CHENNAI/MADURAI: If you thought honour killings are confined to northern states, here’s a reality check: a Tamil Nadu girl, who eloped with her boyfriend after she was married off to a man 15 years older to her, paid a heavy price for it. She lost her lover and was brutally attacked and ostracized by her family and community. Megala decided to follow her heart. And paid a heavy price for it, losing her lover and being attacked and ostracised by her family and community in Manamadurai. The latest in a series of such attacks on women in the state, the Megala case dispels the popular notion that ‘honour killings’ are confined to Punjab, Haryana and Uttar Pradesh in the north; southern states such as Tamil Nadu and Andhra Pradesh too witness similar incidents periodically. Many of them are sparked off when educated single women walk out of their homes and choose their own partners, sometimes from another community or caste.Honour crimes and killings take place when young people challenge accepted norms of marriage, according to a study commissioned by the National Commission for Women (NCW). Megala, 20, and Sivakumar, 24, were told they couldn’t marry as they were related. Her family married her off in June. Ten days after the wedding, she ran away with Sivakumar. Her family tracked the couple down and attacked Sivakumar with ‘aruvaals’. Sivakumar died on the spot, and his killers, who included her father and brother, have been arrested. Megala, now in hospital, says that everyone in her village, including her mother, feels that the punishment is justified as she brought shame to her village and the Thevar community to which she belongs.
The accusation against her are virtually the same as those made against victims in north India. The NCW study, still underway, shows that of the 326 cases of conflict surveyed so far nationwide, 72% were because the couple crossed caste barriers and only 3% were because the couple were from the same gotra. “Women are making their own choices and in a patriarchal set-up this causes problems,” says Ravi Kant, Supreme Court Advocate and President of Shakti Vahini, the organisation that is conducting the study for NCW.

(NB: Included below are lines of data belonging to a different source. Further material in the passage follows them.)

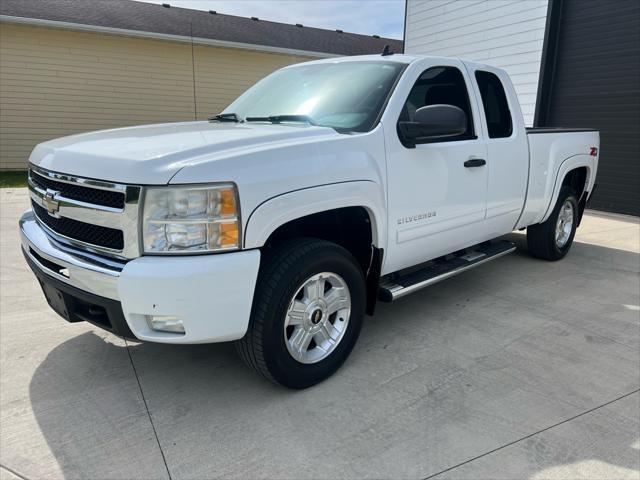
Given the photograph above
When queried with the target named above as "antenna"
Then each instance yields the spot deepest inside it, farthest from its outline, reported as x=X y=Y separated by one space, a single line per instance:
x=387 y=51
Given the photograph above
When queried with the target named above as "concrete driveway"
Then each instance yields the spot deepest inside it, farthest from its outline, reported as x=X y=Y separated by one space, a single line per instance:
x=517 y=369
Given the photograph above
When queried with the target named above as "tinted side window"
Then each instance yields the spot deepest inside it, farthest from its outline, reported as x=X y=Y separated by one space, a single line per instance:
x=437 y=86
x=496 y=107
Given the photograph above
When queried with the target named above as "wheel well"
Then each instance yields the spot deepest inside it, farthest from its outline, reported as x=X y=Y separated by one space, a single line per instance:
x=576 y=179
x=349 y=227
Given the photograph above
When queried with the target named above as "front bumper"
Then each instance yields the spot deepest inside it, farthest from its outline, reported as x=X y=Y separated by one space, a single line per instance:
x=211 y=294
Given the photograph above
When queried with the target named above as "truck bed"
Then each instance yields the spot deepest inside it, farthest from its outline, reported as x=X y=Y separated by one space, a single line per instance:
x=532 y=130
x=551 y=156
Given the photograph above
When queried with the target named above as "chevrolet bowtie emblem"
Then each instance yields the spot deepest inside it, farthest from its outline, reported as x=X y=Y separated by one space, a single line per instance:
x=50 y=203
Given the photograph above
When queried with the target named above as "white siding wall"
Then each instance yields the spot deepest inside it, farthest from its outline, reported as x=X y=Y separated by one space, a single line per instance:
x=503 y=33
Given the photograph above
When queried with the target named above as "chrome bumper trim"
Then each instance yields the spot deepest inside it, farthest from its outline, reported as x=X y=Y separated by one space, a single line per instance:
x=85 y=271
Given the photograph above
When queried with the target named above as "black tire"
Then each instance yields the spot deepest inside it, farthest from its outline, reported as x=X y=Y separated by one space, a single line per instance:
x=284 y=269
x=541 y=238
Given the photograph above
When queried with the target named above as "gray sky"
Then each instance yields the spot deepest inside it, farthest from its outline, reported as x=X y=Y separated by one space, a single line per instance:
x=381 y=17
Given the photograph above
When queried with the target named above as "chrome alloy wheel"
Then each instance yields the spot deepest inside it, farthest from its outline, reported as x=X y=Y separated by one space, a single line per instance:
x=564 y=225
x=317 y=317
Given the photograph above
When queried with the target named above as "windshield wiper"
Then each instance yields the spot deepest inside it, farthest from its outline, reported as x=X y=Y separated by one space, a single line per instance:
x=282 y=118
x=225 y=117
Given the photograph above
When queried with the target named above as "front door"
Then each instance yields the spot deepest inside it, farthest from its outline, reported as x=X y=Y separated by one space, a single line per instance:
x=436 y=195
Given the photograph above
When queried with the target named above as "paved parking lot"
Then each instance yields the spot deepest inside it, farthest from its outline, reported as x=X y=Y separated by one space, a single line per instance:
x=517 y=369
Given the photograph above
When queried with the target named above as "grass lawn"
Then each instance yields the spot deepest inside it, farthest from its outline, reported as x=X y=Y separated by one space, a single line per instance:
x=13 y=179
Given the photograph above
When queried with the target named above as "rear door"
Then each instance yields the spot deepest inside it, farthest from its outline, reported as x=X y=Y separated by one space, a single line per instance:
x=507 y=148
x=435 y=195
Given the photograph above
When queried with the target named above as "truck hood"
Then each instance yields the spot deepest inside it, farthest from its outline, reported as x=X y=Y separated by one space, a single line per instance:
x=153 y=154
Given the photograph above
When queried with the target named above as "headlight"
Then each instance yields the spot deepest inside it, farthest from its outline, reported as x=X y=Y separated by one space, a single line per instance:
x=190 y=219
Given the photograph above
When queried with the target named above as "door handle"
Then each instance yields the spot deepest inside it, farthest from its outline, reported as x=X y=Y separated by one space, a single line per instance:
x=475 y=162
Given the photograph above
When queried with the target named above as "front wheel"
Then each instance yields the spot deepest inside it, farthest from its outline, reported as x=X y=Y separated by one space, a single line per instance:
x=552 y=239
x=307 y=313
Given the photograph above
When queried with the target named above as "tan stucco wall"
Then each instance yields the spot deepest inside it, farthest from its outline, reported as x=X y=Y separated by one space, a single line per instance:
x=56 y=82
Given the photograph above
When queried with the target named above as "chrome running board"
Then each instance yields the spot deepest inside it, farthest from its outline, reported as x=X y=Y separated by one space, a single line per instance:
x=397 y=285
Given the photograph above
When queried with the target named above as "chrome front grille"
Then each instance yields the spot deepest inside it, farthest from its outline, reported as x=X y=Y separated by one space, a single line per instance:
x=90 y=215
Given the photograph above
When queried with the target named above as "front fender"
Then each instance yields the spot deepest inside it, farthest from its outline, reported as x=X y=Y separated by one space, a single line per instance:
x=277 y=211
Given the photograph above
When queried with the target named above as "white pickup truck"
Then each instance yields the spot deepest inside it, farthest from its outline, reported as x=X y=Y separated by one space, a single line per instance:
x=280 y=222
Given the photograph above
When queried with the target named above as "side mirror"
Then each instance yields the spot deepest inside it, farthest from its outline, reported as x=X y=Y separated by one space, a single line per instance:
x=433 y=123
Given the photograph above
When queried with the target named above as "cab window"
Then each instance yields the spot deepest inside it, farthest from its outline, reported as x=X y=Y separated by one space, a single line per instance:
x=440 y=86
x=496 y=107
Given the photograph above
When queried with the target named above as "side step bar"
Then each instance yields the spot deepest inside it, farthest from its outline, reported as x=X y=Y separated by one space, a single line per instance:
x=400 y=284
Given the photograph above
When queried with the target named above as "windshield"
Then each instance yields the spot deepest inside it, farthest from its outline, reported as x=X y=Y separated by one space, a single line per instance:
x=347 y=96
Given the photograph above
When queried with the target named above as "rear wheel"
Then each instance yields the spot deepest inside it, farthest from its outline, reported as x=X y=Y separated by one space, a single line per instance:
x=307 y=313
x=552 y=239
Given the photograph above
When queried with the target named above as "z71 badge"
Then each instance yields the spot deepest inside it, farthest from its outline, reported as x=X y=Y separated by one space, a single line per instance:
x=416 y=218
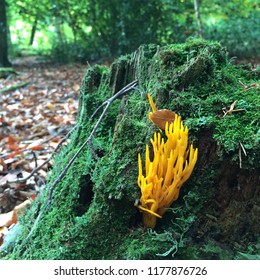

Activists in Tamil Nadu endorse this view. “Honour killings are not unheard of in TN. The basis is usually caste, more often than not a Dalit boy marrying an upper caste girl,” says U Vasuki, general secretary, All-India Democratic Women’s Association (AIDWA). But there is no data available to indicate the extent of the problem, primarily because cases are registered as murder under the IPC without charges to indicate that it may be an honour killing. If the case involves a Dalit and a non-Dalit, it is registered under the SC/ST Prevention of Atrocities Act.